What business credit cards do you feel have the best offers right now?


----------



## kauser667 (Apr 10, 2007)

NorthStar,

Great topic! I would like to hear some good cards also.

Have a business card from a credit union. Its ok.

No cash advance fees! decent interest.but other than that nothing really special such as employee caps on the cards which would be nice....


----------



## mahlere (Aug 6, 2006)

amex


----------



## philner (Dec 27, 2007)

I used to do amex and they are good. Had a tough time paying the annual fees.Now use visa.Capitol One is good, so is Chase. I don't carry balances,have the full amount deducted automaticly from my account monthly so interest rates and fees don't matter to me. I'm looking only at the perks, cash back,awards,etc... Just switched to a patriots reward Visa card that lets me earn tickets etc.. (all used for bussiness purposes only of course:whistling).GM card is good for buying vehicles,Problem is I max out too fast,So I max that out at 5% reward then switch back to my main card. Phil


----------



## dougchips (Apr 23, 2006)

Check out Advanta if you don't like Amex.


----------



## Murphy (Mar 28, 2006)

We use citibank diamond preffered for business. Really rack up the points with this card. Murph


----------



## rbsremodeling (Nov 12, 2007)

Amex

customer service is second to none.
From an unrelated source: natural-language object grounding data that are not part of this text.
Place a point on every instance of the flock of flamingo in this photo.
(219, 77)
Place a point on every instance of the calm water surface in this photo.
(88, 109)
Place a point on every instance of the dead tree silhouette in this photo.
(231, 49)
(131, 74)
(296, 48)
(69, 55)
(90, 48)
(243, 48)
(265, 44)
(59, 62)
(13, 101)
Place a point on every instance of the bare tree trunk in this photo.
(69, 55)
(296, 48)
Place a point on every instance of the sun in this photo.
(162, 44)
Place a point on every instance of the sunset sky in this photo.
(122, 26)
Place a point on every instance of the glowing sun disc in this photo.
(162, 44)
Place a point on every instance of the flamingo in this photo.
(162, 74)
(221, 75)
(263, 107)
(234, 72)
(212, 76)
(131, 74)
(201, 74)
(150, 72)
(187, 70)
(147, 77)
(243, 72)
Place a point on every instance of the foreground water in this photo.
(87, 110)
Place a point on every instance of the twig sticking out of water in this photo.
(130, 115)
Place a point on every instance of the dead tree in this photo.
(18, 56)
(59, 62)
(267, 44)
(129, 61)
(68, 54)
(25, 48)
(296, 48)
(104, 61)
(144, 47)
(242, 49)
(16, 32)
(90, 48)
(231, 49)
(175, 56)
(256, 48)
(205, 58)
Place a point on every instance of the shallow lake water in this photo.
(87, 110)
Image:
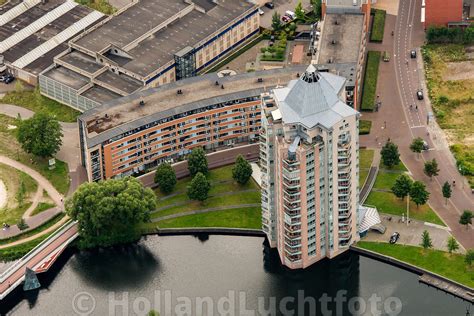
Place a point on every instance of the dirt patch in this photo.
(462, 70)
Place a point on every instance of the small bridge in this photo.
(40, 259)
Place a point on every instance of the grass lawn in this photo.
(35, 102)
(236, 218)
(10, 147)
(224, 192)
(378, 26)
(370, 81)
(364, 127)
(41, 207)
(387, 202)
(451, 266)
(452, 100)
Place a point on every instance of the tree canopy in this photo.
(197, 161)
(418, 193)
(390, 154)
(242, 171)
(165, 177)
(402, 186)
(431, 168)
(109, 211)
(466, 218)
(199, 188)
(40, 135)
(446, 191)
(416, 145)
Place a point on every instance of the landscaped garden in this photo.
(450, 81)
(229, 204)
(366, 156)
(370, 81)
(10, 147)
(378, 25)
(452, 266)
(386, 202)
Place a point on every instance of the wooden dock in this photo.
(447, 287)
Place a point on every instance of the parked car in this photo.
(269, 5)
(419, 94)
(6, 78)
(394, 238)
(425, 145)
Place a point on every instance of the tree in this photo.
(452, 244)
(197, 161)
(40, 135)
(390, 155)
(426, 240)
(431, 168)
(242, 170)
(109, 211)
(469, 257)
(20, 194)
(418, 193)
(299, 12)
(447, 191)
(199, 188)
(276, 22)
(165, 177)
(416, 145)
(402, 186)
(466, 218)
Use points to pay for vacations or by stuff through out the year. after a year or two they offer alot of great features and additional products


----------



## spartiatis (Jan 20, 2008)

We also have the Amex card and it definitely is the best card to go with, of course there is that yearly fee but it is worth every penny.


----------



## orson (Nov 23, 2007)

dougchips said:


> Check out Advanta if you don't like Amex.


I second that on the Advanta Card if you're looking for a no fee card that is accepted at more locations than the amex card

www.rubycon.us
Ruby Construction LLC 
Lancaster Kitchen Remodeling
Lancaster Bathroom Remodeling


----------



## rbsremodeling (Nov 12, 2007)

NorthStar

What do you mean by best offers???


----------



## NorthstarNC (Oct 17, 2007)

By offers, I mean cash back, awards, best percentages back I guess. I too do not care about rates, as I never carry a balance, always pay on time. Perhaps I'll try the Capital One card......


----------



## Celtic (May 23, 2007)

amex


----------



## Dustball (Jul 7, 2006)

dougchips said:


> Check out Advanta if you don't like Amex.
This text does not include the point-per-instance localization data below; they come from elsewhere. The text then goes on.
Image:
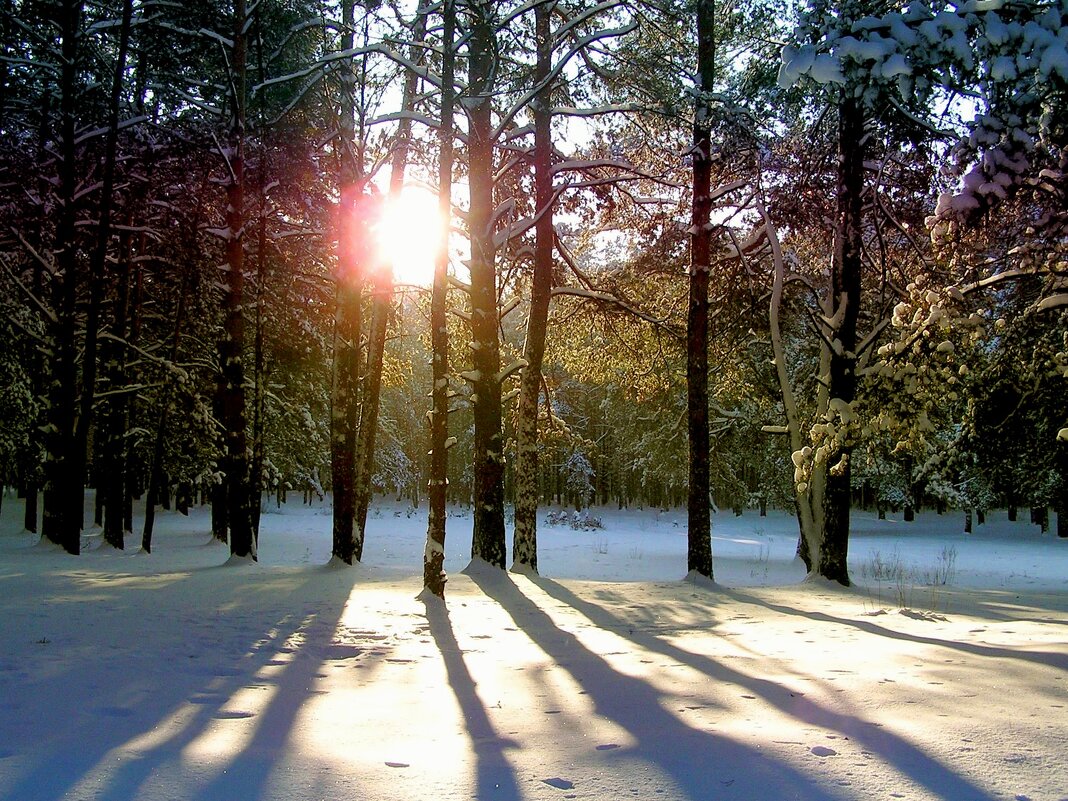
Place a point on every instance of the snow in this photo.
(135, 677)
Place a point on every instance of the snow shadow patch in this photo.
(898, 752)
(701, 765)
(495, 774)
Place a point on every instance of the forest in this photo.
(720, 255)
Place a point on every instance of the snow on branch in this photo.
(579, 45)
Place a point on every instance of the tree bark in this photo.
(434, 554)
(488, 539)
(111, 483)
(846, 298)
(382, 299)
(524, 542)
(233, 405)
(345, 412)
(64, 482)
(699, 503)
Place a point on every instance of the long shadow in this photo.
(895, 750)
(702, 765)
(81, 752)
(1053, 659)
(495, 774)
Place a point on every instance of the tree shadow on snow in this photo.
(1051, 659)
(101, 752)
(701, 764)
(495, 773)
(895, 750)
Yep, I use Advanta too. 8% interest rate for all purchases and cash back.


----------



## PARA1 (Jul 18, 2007)

NorthstarNC said:


> What business credit cards do you feel have the best offers right now?
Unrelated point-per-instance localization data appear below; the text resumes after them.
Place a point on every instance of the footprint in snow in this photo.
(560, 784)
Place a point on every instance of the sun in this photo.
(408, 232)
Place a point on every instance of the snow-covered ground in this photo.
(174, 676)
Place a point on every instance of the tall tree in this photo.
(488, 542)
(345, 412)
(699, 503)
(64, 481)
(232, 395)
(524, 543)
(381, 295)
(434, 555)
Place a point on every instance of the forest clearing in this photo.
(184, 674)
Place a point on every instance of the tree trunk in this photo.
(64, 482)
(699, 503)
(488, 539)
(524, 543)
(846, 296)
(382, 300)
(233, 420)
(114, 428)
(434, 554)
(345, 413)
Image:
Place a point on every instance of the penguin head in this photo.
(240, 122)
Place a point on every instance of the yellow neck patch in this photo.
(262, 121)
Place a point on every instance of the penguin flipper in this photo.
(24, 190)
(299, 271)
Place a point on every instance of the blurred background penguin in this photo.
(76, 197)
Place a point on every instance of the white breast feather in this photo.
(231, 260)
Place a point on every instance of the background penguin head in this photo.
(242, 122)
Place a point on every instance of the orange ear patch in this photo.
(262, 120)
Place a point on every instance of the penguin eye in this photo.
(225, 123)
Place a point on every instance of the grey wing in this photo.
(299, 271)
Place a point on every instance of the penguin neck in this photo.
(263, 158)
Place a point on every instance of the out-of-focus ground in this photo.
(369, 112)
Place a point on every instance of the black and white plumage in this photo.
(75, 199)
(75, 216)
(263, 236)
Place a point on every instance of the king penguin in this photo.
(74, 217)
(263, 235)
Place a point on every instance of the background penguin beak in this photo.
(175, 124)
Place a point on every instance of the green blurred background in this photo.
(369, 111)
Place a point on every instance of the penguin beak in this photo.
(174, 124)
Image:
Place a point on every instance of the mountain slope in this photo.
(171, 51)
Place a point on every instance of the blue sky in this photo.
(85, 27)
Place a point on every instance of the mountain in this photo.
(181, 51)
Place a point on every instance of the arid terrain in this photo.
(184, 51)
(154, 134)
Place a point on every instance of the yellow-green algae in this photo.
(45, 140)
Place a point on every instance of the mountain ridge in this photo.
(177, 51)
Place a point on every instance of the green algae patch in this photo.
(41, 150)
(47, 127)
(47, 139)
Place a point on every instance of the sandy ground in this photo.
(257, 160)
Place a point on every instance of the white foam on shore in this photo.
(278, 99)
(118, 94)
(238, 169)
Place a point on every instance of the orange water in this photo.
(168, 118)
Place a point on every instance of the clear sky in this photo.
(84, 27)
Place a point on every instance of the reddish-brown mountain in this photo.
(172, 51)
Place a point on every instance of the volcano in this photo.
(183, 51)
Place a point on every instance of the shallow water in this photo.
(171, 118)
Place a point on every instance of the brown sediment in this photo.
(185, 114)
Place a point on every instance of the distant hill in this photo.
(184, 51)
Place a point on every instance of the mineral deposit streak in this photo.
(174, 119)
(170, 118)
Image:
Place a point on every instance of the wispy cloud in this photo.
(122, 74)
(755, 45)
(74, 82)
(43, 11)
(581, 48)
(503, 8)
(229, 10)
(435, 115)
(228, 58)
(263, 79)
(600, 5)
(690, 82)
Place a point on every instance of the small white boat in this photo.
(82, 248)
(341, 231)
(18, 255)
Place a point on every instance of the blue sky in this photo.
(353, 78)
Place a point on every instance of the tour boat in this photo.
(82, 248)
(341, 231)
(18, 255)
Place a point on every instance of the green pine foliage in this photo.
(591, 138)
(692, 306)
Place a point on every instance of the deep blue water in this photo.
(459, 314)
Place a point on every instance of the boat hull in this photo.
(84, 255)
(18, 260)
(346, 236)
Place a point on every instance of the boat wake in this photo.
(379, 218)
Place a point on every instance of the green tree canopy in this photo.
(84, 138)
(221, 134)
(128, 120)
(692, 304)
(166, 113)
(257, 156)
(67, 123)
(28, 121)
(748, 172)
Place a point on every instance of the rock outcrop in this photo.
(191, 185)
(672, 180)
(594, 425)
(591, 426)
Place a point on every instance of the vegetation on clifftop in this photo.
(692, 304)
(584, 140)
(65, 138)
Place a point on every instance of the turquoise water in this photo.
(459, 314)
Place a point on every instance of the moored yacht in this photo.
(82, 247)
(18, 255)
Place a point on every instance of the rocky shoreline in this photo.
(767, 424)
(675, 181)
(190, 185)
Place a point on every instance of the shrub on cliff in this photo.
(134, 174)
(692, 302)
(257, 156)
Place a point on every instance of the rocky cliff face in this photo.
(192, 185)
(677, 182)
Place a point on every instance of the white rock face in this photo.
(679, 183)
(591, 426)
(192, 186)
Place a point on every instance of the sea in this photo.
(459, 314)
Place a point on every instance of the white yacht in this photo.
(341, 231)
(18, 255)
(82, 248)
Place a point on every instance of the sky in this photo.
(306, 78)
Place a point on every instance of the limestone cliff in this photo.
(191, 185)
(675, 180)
There's no such thing. Buis. debit card.:thumbsup:


----------



## silvertree (Jul 22, 2007)

I use Advanta, good rate, good record keeping, high limit. Online pay if you like.


----------



## mahlere (Aug 6, 2006)

PARA1 said:


> There's no such thing. Buis. debit card.:thumbsup:


why tie up your cash immediately? amex gives you 30 days to collect...better than a debit card...


----------



## dougchips (Apr 23, 2006)

Dustball said:


> Yep, I use Advanta too. 8% interest rate for all purchases and cash back.


I mentioned Advanta because I would use it if I did not use Amex. I use Amex for every business purchase that I can and fly free a few times a year with the points. One trip in December, two this month and I am planning one for next month.


----------



## PARA1 (Jul 18, 2007)

mahlere said:


> why tie up your cash immediately? amex gives you 30 days to collect...better than a debit card...


Never had to wait 30 days to collect.:thumbup:


----------